This project is developed as part of Google Summer of Code 2025, mentored by Google DeepMind.

See my GSoC work record for documentation of my contributions during the program.

A benchmark for evaluating audience-adaptive medical explanation quality in large language models.

Overview

MedExplain-Evals provides infrastructure for:

  • Evaluating how well LLMs generate medical explanations for different audiences (physicians, nurses, patients, caregivers)
  • Measuring explanation quality across six dimensions (accuracy, terminology, completeness, actionability, safety, empathy)
  • Using ensemble LLM-as-Judge with weighted scoring from multiple frontier models
  • Grounding evaluations against medical knowledge bases (UMLS, RxNorm, SNOMED-CT)
  • Generating publication-ready analysis reports and visualizations

Read the full documentation

Requirements

Software

  • Python 3.10+
  • API keys for at least one LLM provider (OpenAI, Anthropic, Google)
  • 10 GB+ disk space (datasets and results)

Hardware (for local models)

Rule-of-thumb estimates for dense decoder-only models at moderate context length. Long context and batching can dominate VRAM via KV cache.
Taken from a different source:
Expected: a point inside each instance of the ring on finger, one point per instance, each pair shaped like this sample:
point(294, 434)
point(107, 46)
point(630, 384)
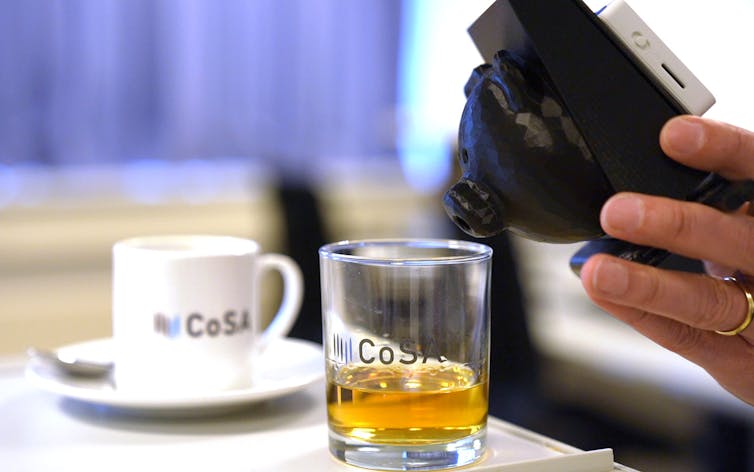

Model Size Minimum VRAM Recommended With Quantization
7-9B 8 GB 16 GB 5 GB
13-14B 16 GB 24 GB 8 GB
70B+ 40 GB 80 GB+ 20 GB

Installation

git clone https://github.com/heilcheng/medexplain-evals.git
cd medexplain-evals

python -m venv venv
source venv/bin/activate

pip install -r requirements.txt

Benchmark Architecture

┌─────────────────────────────────────────────────────────────────────────────┐
│                        MedExplain-Evals Pipeline                            │
├─────────────────────────────────────────────────────────────────────────────┤
│                                                                             │
│  ┌─────────────┐    ┌─────────────────┐    ┌──────────────────────────────┐│
│  │   Input     │    │   LLM Under     │    │     Generated Explanation   ││
│  │  Clinical   │───▶│     Test        │───▶│     for Target Audience     ││
│  │  Scenario   │    │  (API/Local)    │    │                             ││
│  └─────────────┘    └─────────────────┘    └──────────────┬───────────────┘│
│                                                            │                │
│                                                            ▼                │
│  ┌─────────────────────────────────────────────────────────────────────────┐│
│  │                    Evaluation Engine                                    ││
│  ├─────────────────────────────────────────────────────────────────────────┤│
│  │                                                                         ││
│  │  ┌────────────────┐  ┌────────────────┐  ┌────────────────────────────┐││
│  │  │ Knowledge      │  │  Ensemble      │  │     Safety                 │││
│  │  │ Grounding      │  │  LLM-as-Judge  │  │     Evaluator              │││
│  │  │                │  │                │  │                            │││
│  │  │ • UMLS Lookup  │  │ • GPT-5.2      │  │ • Drug interactions       │││
│  │  │ • RxNorm Match │  │ • Claude 4.5   │  │ • Contraindications       │││
│  │  │ • SNOMED-CT    │  │ • Gemini 3     │  │ • Harm classification     │││
│  │  │ • NLI Verify   │  │ • DeepSeek-V3.2│  │ • Warning detection       │││
│  │  └────────────────┘  └────────────────┘  └────────────────────────────┘││
│  │                                                                         ││
│  └─────────────────────────────────────────────────────────────────────────┘│
│                                                            │                │
│                                                            ▼                │
│  ┌─────────────────────────────────────────────────────────────────────────┐│
│  │                    Dimension Scoring (Weighted)                         ││
│  ├─────────────────────────────────────────────────────────────────────────┤│
│  │  Factual Accuracy (25%) │ Terminology (15%) │ Completeness (20%)       ││
│  │  Actionability (15%)    │ Safety (15%)      │ Empathy & Tone (10%)     ││
│  └─────────────────────────────────────────────────────────────────────────┘│
│                                                                             │
└─────────────────────────────────────────────────────────────────────────────┘

Medical Knowledge Grounding

MedExplain-Evals grounds factual claims against established medical ontologies:

UMLS (Unified Medical Language System)

The UMLS integrates over 200 source vocabularies and provides a comprehensive framework for medical concept normalization.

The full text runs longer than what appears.